This is the third in a new series of blogs written for our website by Humanity Project Founder, Bob Knotts, a playwright, poet and author of the book “Beyond Me: Dissecting Ego To Find The Innate Love At Humanity’s Core.” These blogs offer a more personal perspective on the goodness and inherent value of humanity, ideas that are the foundation of the Humanity Project’s work.
I learned this lesson as a child who was badly bullied by several neighborhood boys. There is a difference, often a big difference, between the individual and the group. Living in our small Ohio town, I got along wonderfully most of the time when alone with one of my friends. But when more than one other boy was part of the mix, especially whenever several of us played together, the atmosphere changed. The kid who had been nice to me when throwing a baseball back and forth the day before, just the two of us, suddenly had become aggressive. Often hostile, demeaning, even threatening. I couldn’t understand why back then. Now I believe I do understand. And I also believe that this very fact of human life may offer us some reassurance as adults, oddly enough.
Every individual has a powerful reservoir of goodness, decency, love within them. I feel certain of this based on my 67 years of life, most of which I’ve worked as a writer and a close observer of my fellow Homo sapiens. But this reservoir can seem to vanish as if a mirage when we human beings coalesce into a group. The basic reason, I believe, is that nearly all individuals worry obsessively about the opinion of others. We want to impress, show off or find some form of validation that makes us feel good individually. As the great psychologist and philosopher, William James expressed this: “The deepest principle in human nature is the craving to be appreciated.” And when we seek this outside approval, we sometimes lose our bearings as an individual. We may feel things, think things, say and do things we wouldn’t without someone watching. We can even become hostile, demeaning, threatening. Or worse.
Yet I take great hope in the individual goodness of human beings. And I would suggest that you should too.
Why? Think about it. If I’m right, this means that everyone you know, everyone you meet, has a good heart down at the foundation of their being. And it’s usually possible to reach that goodness inside people — if we don’t judge them.

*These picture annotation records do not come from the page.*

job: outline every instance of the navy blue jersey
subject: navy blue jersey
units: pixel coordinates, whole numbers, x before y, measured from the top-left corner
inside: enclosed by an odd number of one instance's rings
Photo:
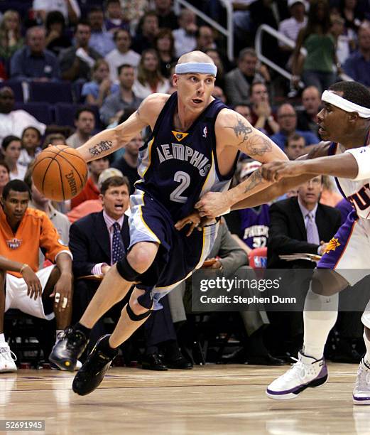
[[[226,176],[219,171],[214,123],[227,107],[214,100],[187,131],[177,131],[173,117],[178,95],[174,92],[159,114],[153,131],[139,151],[136,187],[161,203],[175,222],[191,213],[198,199],[208,191],[229,188],[234,168]]]
[[[239,210],[241,238],[251,249],[267,246],[270,225],[269,206],[262,204],[254,208]]]

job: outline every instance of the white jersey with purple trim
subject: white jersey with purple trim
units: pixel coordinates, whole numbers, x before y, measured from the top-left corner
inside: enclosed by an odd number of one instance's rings
[[[335,145],[336,149],[333,154],[342,154],[339,147]],[[336,178],[336,181],[342,195],[352,204],[359,218],[370,220],[370,178],[354,181],[349,178]]]

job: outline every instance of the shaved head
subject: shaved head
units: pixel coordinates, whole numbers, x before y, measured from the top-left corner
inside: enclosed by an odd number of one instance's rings
[[[206,55],[205,53],[196,50],[195,51],[190,51],[190,53],[185,53],[180,57],[178,64],[180,63],[188,63],[193,62],[202,62],[202,63],[213,63],[214,62],[212,58]]]

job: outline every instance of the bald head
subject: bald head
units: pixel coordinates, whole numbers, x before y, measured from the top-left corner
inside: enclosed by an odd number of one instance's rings
[[[194,62],[201,62],[202,63],[213,63],[214,62],[212,60],[212,58],[206,55],[205,53],[202,51],[200,51],[199,50],[195,50],[195,51],[190,51],[190,53],[185,53],[182,56],[180,57],[178,64],[180,63],[194,63]]]

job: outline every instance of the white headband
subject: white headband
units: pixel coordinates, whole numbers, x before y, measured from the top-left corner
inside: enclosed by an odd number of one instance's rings
[[[217,74],[217,67],[214,63],[202,63],[201,62],[188,62],[187,63],[178,63],[175,68],[176,74],[187,74],[189,72],[199,72],[199,74]]]
[[[361,118],[370,118],[370,109],[363,107],[330,91],[324,91],[322,101],[328,102],[345,112],[357,112]]]

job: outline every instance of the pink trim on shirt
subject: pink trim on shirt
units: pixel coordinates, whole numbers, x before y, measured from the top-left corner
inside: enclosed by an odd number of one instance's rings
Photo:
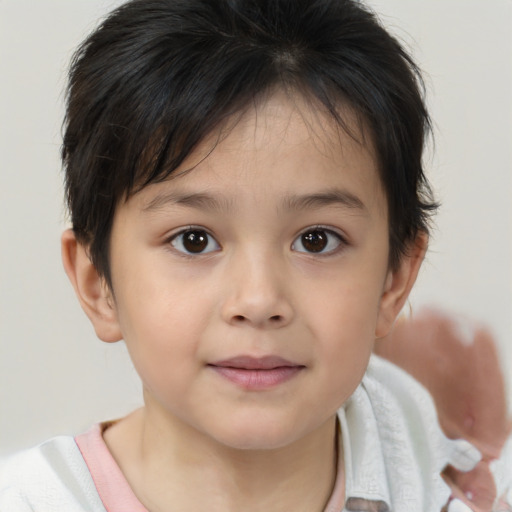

That’s why the Humanity Project teaches our kids and adults alike a concept I call “shared value.” We shift our conscious attention, focusing less on what others think of us, more on what others think of themselves. This helps diminish our tendency to quickly and harshly judge other people, extending toward them a more accepting attitude. And that attitude in turn helps us feel better about ourselves by reducing our worry about the opinions of others. The value is shared.
Yes, it’s true. When people get with other people, we change. Too frequently, not for the better. We maneuver and connive for personal advantage. We often lie and cheat, sometimes steal or act violently. Even crowded highways can bring out our worst, many drivers scooting through traffic with reckless abandon to get ahead of a few cars for no sensible reason. The many problems of our society are the problems of individuals interacting with other individuals. These problems are rooted in the human desire for approval in one way or another. But I am now convinced this is a correctable situation. Individuals can learn to transcend ego for the benefit of others and themselves. We can raise children who learn to acquire feelings of their value more from within than from without.
Until that day comes, we all can harbor a justifiable hope for humanity. And a firm belief in the goodness and inherent equal value of every individual. There’s nothing truly wrong with any one of us as a human being. Once we learn to accept this and relax about ourselves, our individual value will no longer seem at stake when we’re around other people. And our society can begin to prize cooperation over competition, partnership over pettiness, taking a grand step forward in the cultural evolution of our species.